摘      要:Introduction: Lung protective ventilation therapy with low tidal volume-high PEEP is the standard treatment for the patients with acute respiratory distress syndrome (ARDS). Oscillators are occasionally used for salvage ventilation in cases where poor compliance restricts the use of traditional ventilation with ARDS. In addition to ventilator therapy, prone positioning has been used to improve oxygenation. We presented a challenging case of ARDS, which failed medical management extracorporeal membrane oxygenation (ECMO) support and oscillatory ventilation.

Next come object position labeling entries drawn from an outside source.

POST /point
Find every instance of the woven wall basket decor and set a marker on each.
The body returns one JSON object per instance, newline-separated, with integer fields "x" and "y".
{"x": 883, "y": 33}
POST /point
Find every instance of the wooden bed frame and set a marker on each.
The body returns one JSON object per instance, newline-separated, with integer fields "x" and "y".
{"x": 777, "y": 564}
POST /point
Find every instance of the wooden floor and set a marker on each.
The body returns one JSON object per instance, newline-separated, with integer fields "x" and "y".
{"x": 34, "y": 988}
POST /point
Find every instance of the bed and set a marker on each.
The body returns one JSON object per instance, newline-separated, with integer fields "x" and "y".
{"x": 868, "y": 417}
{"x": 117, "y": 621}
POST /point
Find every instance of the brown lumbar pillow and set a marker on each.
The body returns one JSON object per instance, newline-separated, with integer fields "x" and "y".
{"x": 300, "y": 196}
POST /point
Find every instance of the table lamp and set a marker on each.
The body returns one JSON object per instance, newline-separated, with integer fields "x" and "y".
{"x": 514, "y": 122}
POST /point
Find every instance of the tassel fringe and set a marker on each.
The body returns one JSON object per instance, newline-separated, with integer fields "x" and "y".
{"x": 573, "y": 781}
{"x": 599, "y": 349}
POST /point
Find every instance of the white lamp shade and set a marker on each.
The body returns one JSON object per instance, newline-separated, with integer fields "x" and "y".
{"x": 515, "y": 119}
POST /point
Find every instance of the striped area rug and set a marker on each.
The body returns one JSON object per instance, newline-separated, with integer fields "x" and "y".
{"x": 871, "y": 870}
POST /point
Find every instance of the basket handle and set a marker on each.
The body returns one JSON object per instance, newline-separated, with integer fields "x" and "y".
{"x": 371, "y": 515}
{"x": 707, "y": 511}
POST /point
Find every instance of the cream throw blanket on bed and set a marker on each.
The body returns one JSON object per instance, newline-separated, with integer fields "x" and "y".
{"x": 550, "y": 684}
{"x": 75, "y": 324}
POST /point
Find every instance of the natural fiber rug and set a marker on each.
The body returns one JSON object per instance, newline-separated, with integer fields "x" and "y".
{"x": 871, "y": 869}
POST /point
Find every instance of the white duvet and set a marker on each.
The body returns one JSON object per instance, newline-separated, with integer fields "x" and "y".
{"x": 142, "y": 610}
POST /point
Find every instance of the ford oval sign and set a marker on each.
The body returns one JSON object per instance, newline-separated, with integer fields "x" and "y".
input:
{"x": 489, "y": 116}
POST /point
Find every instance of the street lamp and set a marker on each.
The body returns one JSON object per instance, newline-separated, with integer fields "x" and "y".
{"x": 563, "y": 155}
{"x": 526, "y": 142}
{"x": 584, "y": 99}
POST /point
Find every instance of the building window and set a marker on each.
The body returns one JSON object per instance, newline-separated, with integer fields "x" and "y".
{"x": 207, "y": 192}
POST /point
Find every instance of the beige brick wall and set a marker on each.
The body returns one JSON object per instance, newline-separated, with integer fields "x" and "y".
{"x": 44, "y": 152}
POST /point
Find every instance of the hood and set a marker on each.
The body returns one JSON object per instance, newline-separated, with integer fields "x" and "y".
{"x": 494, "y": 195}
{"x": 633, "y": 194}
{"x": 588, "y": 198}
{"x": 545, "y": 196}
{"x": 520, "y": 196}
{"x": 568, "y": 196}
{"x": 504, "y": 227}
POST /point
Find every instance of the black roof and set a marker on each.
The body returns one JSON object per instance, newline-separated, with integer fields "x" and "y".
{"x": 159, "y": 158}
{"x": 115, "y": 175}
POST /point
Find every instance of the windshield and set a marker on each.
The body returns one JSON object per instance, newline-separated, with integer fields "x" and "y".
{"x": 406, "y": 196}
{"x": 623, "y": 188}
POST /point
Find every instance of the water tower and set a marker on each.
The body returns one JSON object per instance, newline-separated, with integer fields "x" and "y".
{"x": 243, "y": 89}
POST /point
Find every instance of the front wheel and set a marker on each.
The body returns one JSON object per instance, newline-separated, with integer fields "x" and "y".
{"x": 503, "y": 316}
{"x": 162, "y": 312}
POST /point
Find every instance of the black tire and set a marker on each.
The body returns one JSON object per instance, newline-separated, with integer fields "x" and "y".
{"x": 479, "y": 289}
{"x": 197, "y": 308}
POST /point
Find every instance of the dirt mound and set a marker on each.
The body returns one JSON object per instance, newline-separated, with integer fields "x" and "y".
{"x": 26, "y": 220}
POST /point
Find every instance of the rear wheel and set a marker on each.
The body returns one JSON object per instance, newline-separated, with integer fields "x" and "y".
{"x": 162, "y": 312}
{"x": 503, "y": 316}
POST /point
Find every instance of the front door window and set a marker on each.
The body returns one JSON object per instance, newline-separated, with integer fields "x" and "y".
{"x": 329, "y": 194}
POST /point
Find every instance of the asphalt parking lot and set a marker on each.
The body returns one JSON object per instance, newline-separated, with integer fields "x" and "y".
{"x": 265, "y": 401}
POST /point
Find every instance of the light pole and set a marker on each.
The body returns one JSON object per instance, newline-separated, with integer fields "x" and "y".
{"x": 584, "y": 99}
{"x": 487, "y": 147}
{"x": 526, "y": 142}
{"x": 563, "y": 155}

Prone positioning was initiated which improved oxygenation, respiratory compliance and posterior atelectasis. Case presentation: A 41-year-old morbid obese female developed ARDS due to influenza pneumonia. The patient remained hypoxic despite optimum medical and ventilator management and required veno-venous extracorporeal membrane oxygenation (VV ECMO). CT scan of the chest showed ARDS with posterior consolidation. Despite ARDSnet ventilation support, antiviral therapy and ECMO support, there was no clinical improvement. High frequency oscillatory ventilation was initiated on ECMO day #13, which resulted in no respiratory improvement over the next 5 days. On ECMO day #18, the patient was placed on a Rotaprone? bed Therapy, utilizing a proning strategy of 16 hours a day. The clinical improvements observed were resolving of the consolidation on CXR, improvements in ventilatory parameters and decreased oxygen requirements. The patient was successfully weaned off ECMO on POD#25 (8 days post prone bed). Conclusions: Prone position improved oxygen saturation and pulmonary compliance in severe ARDS requiring ECMO and it might facilitate early weaning.